O referido magistrado violou, deliberada e reiteradamente, os direitos legalmente assegurados às advogadas, mesmo com intervenção da Comissão de Defesa, Assistência e Prerrogativas da OAB/RS, de outros integrantes da turma e do MP pela preferência, indeferindo, inclusive, pedidos de advogados presentes na sessão que se propuseram a dar tal prioridade à colega gestante.
Cabe ressaltar que a Lei n.º 13.363/2016 alterou o Estatuto da Advocacia (Lei n.º 8.906/94), incluindo o inciso III do artigo 7º, sendo clara a garantia às advogadas gestantes o direito de preferência na ordem das sustentações orais em tribunais, bem como na ordem das audiências, permitindo-lhes que sejam ouvidas antes dos demais inscritos, bastando, para tanto, comprovar sua condição gestacional.
A razão desta prerrogativa é incontestável: proteger a saúde e garantir condições adequadas de trabalho às advogadas em período de gestão, respeitando sua dignidade e o direito ao exercício pleno da profissão.
É inaceitável que, em pleno ano de 2024, os direitos fundamentais das mulheres no ambiente de trabalho e as prerrogativas das advogadas sejam violadas de tal maneira.
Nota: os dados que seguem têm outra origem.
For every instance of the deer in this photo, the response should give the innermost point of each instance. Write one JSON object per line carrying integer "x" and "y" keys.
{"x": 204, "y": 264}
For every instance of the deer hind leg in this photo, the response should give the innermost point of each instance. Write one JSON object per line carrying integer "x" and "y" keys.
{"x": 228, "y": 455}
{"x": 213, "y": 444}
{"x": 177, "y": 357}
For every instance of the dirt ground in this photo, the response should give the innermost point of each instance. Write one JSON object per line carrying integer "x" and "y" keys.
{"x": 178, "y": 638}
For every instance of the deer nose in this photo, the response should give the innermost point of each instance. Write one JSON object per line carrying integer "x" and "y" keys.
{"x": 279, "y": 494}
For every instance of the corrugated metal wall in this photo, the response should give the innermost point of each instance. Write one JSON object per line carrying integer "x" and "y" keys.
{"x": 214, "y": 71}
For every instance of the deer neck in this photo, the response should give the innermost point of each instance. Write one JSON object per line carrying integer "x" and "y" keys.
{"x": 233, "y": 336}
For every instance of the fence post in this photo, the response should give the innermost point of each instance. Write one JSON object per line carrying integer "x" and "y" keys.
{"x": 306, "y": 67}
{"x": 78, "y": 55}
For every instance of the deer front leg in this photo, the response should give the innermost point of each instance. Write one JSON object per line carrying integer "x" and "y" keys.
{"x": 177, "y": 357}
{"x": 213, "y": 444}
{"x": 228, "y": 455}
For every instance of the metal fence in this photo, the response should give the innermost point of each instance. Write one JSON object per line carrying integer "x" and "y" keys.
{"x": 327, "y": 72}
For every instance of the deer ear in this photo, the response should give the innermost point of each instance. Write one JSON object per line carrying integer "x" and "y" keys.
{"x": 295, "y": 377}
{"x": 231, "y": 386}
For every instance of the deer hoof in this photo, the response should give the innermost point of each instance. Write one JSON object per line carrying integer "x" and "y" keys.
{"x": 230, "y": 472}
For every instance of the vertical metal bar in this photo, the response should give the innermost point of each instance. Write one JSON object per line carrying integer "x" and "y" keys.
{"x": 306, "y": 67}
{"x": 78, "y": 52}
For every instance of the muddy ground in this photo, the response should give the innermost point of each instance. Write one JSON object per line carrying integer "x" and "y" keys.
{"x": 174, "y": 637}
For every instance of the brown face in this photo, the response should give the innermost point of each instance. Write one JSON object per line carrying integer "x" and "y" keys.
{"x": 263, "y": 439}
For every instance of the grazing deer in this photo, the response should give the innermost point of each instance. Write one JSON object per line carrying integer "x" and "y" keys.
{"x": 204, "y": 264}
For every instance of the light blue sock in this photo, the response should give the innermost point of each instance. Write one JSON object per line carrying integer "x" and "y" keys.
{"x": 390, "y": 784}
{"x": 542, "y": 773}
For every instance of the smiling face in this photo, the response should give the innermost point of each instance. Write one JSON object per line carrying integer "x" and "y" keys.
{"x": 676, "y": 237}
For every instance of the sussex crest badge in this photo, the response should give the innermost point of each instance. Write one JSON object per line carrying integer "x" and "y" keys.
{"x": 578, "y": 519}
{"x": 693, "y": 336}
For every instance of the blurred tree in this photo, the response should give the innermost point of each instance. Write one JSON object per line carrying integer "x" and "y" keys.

A recusa do referido magistrado em conceder a preferência à advogada gestante não apenas viola o texto expresso das Leis 13.363/2016 e 8.906/94, mas também fere princípios básicos de igualdade, dignidade humana, proteção à maternidade e noções básicas de educação e respeito.
A OAB/RS, além da presente nota pública, se solidariza com a advogada, bem como destaca que o presidente Leonardo Lamachia já entrou em contato com a colega e com o presidente do TRT4, desembargador Ricardo Martins Costa, para acompanhamento do caso, informando que irá representar contra o desembargador Luiz Alberto de Vargas junto à Corregedoria-Geral da Justiça do Trabalho do TST e junto ao CNJ."